# Built-in Middleware

TanStack AI ships ready-made middleware so you don't have to hand-roll the common cases. Each one is an ordinary [`ChatMiddleware`](./middleware) — drop it into the `middleware` array of any `chat()` call. This page documents every built-in.

| Middleware | Import | What it does |
|------------|--------|--------------|
| `toolCacheMiddleware` | `@tanstack/ai/middlewares` | Cache tool-call results by name + arguments |
| `contentGuardMiddleware` | `@tanstack/ai/middlewares` | Redact / transform / block streamed text content |
| `otelMiddleware` | `@tanstack/ai/middlewares/otel` | Emit OpenTelemetry spans + GenAI metrics |

> `toolCacheMiddleware` and `contentGuardMiddleware` are exported from the main `@tanstack/ai/middlewares` barrel. `otelMiddleware` lives on its own subpath (`@tanstack/ai/middlewares/otel`) so that importing the barrel never eagerly pulls in `@opentelemetry/api` (an optional peer dependency).

## toolCacheMiddleware

Caches tool call results based on tool name and arguments.
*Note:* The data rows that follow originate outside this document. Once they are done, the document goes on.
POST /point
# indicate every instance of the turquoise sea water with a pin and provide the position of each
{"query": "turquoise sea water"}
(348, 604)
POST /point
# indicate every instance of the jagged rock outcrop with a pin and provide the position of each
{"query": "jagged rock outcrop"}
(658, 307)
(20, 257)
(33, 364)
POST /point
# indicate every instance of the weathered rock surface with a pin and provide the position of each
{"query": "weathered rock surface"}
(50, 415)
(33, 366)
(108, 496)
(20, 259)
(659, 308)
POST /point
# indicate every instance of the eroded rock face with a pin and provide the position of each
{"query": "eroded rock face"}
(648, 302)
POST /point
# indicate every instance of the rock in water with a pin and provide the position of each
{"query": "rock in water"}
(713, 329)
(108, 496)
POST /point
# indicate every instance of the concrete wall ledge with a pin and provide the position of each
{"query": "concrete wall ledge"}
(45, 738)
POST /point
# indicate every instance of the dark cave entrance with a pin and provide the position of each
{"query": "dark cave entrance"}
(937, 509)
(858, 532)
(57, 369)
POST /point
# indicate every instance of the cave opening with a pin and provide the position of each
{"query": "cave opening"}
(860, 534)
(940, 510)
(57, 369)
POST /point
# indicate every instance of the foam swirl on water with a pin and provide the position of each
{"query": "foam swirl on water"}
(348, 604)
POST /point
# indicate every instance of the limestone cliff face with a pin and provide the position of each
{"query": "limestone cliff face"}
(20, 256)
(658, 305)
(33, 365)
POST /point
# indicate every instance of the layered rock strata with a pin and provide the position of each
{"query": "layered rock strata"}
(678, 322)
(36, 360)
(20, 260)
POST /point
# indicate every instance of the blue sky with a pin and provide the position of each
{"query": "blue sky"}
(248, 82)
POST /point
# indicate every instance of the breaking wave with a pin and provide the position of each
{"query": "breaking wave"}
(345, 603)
When a tool is called with the same name and arguments as a previous call, the cached result is returned immediately without re-executing the tool.

```typescript
import { chat } from "@tanstack/ai";
import { toolCacheMiddleware } from "@tanstack/ai/middlewares";

const stream = chat({
  adapter: openaiText("gpt-5.5"),
  messages,
  tools: [weatherTool, stockTool],
  middleware: [
    toolCacheMiddleware({
      ttl: 60_000, // Cache entries expire after 60 seconds
      maxSize: 50, // Keep at most 50 entries (LRU eviction)
      toolNames: ["getWeather"], // Only cache specific tools
    }),
  ],
});
```

**Options:**

| Option | Type | Default | Description |
|--------|------|---------|-------------|
| `maxSize` | `number` | `100` | Maximum cache entries. Oldest evicted first (LRU). Only applies to the default in-memory storage. |
| `ttl` | `number` | `Infinity` | Time-to-live in milliseconds. Expired entries are not served. |
| `toolNames` | `string[]` | All tools | Only cache these tools. Others pass through. |
| `keyFn` | `(toolName, args) => string` | `JSON.stringify([toolName, args])` | Custom cache key derivation. |
| `storage` | `ToolCacheStorage` | In-memory Map | Custom storage backend. When provided, `maxSize` is ignored — the storage manages its own capacity. |

**Behaviors:**

- Only successful tool calls are cached — errors are never stored
- Cache hits trigger `{ type: 'skip', result }` via `onBeforeToolCall`
- LRU eviction: when `maxSize` is reached, the oldest entry is removed (default storage only)
- Cache hits refresh the entry's LRU position (moved to most-recently-used)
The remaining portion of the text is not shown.